EXTRAIT DE TRADUCTION
"En Ouganda..."

Le vert de Bufumbira n’est pas un vert tropical, un musc chaud, comme dans le Buganda ; ce n’est pas le vert discordant de la savane kenyane non plus : ces deux mois de vert qui condensent tous les éléments de la vie : les millions de gnous bleus et de zèbres, de grands carnivores festoyant pendant les pluies, les labours et les plantations frénétiques, les lits asséchés des rivières submergés par la terre et l’eau couleur de sang ; et Nairobi inondée. Ce n’est pas le vert du splendide gaspillage et de la formidable générosité que connaît mon pays. C’est un vert montagnard, frais et résistant.

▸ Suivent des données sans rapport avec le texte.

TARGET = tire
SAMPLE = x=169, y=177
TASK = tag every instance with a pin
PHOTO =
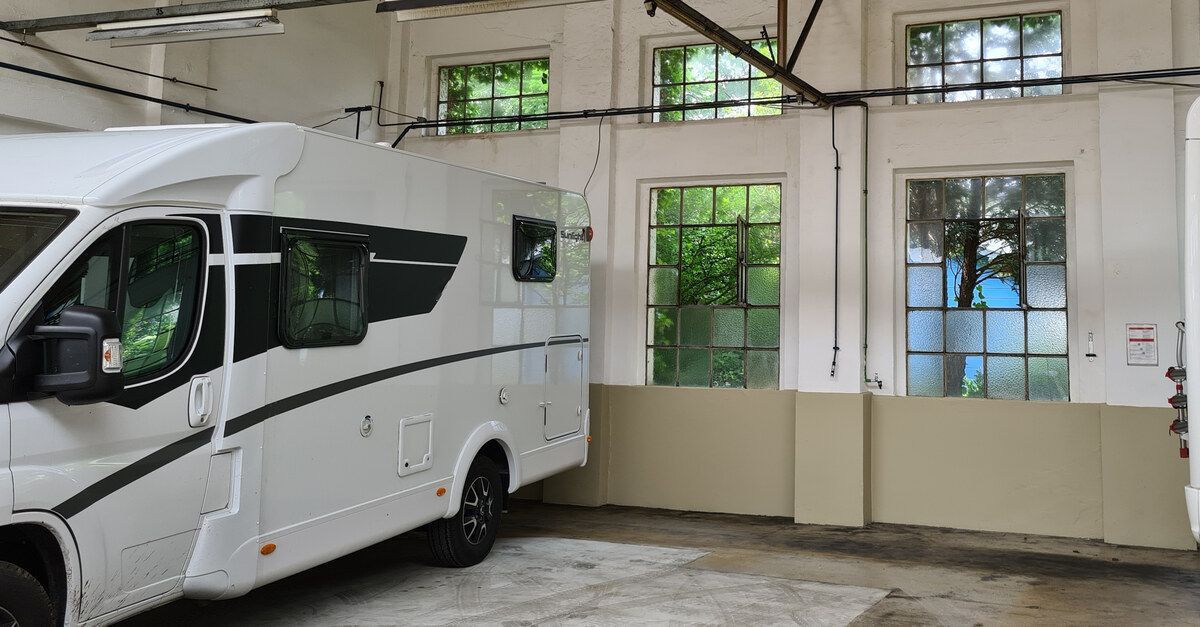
x=23, y=601
x=466, y=538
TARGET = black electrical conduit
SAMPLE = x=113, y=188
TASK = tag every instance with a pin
x=123, y=93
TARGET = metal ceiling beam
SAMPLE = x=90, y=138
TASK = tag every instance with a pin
x=689, y=16
x=88, y=21
x=803, y=37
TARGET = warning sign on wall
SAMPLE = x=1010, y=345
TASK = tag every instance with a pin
x=1141, y=345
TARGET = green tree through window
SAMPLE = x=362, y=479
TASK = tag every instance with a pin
x=713, y=293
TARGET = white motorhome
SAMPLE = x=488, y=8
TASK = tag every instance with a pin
x=232, y=353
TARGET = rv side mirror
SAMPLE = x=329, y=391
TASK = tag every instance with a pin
x=82, y=357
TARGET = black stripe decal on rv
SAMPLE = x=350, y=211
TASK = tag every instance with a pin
x=177, y=449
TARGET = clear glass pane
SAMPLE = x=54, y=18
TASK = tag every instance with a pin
x=1049, y=378
x=664, y=286
x=763, y=245
x=731, y=204
x=762, y=286
x=925, y=332
x=696, y=327
x=697, y=205
x=660, y=366
x=1006, y=332
x=709, y=266
x=963, y=41
x=1006, y=377
x=729, y=369
x=665, y=246
x=983, y=264
x=925, y=375
x=1002, y=37
x=694, y=368
x=964, y=330
x=763, y=328
x=1048, y=332
x=924, y=199
x=925, y=242
x=925, y=45
x=664, y=326
x=1002, y=196
x=1047, y=286
x=964, y=376
x=1045, y=239
x=666, y=205
x=1043, y=67
x=729, y=327
x=508, y=79
x=730, y=67
x=669, y=66
x=765, y=203
x=964, y=198
x=701, y=64
x=762, y=369
x=535, y=77
x=925, y=286
x=1045, y=195
x=1042, y=34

Les rivières et les lacs occupent chaque fente entre les montagnes qui nous entourent.

Maman a presque l’air d’une étrangère maintenant ; son accent Kinyarwanda. est plus prononcé, et son visage n’est pas aussi réservé qu’à l’habitude. Sa beauté, si exotique et intrigante au Kenya, semble tout à fait chez elle ici. Ici, elle ne ressort pas particulièrement, elle appartient à ces lieux ; et nous autres avons l’air de touristes.

Comme la route continue, je commence à être pénétré par le sens du lieu où nous nous trouvons. Nous ne sommes plus dans l’histoire du Buganda, d’Idi Amin, des Kabakas, de la guerre civile, de Museveni et de l’Espoir.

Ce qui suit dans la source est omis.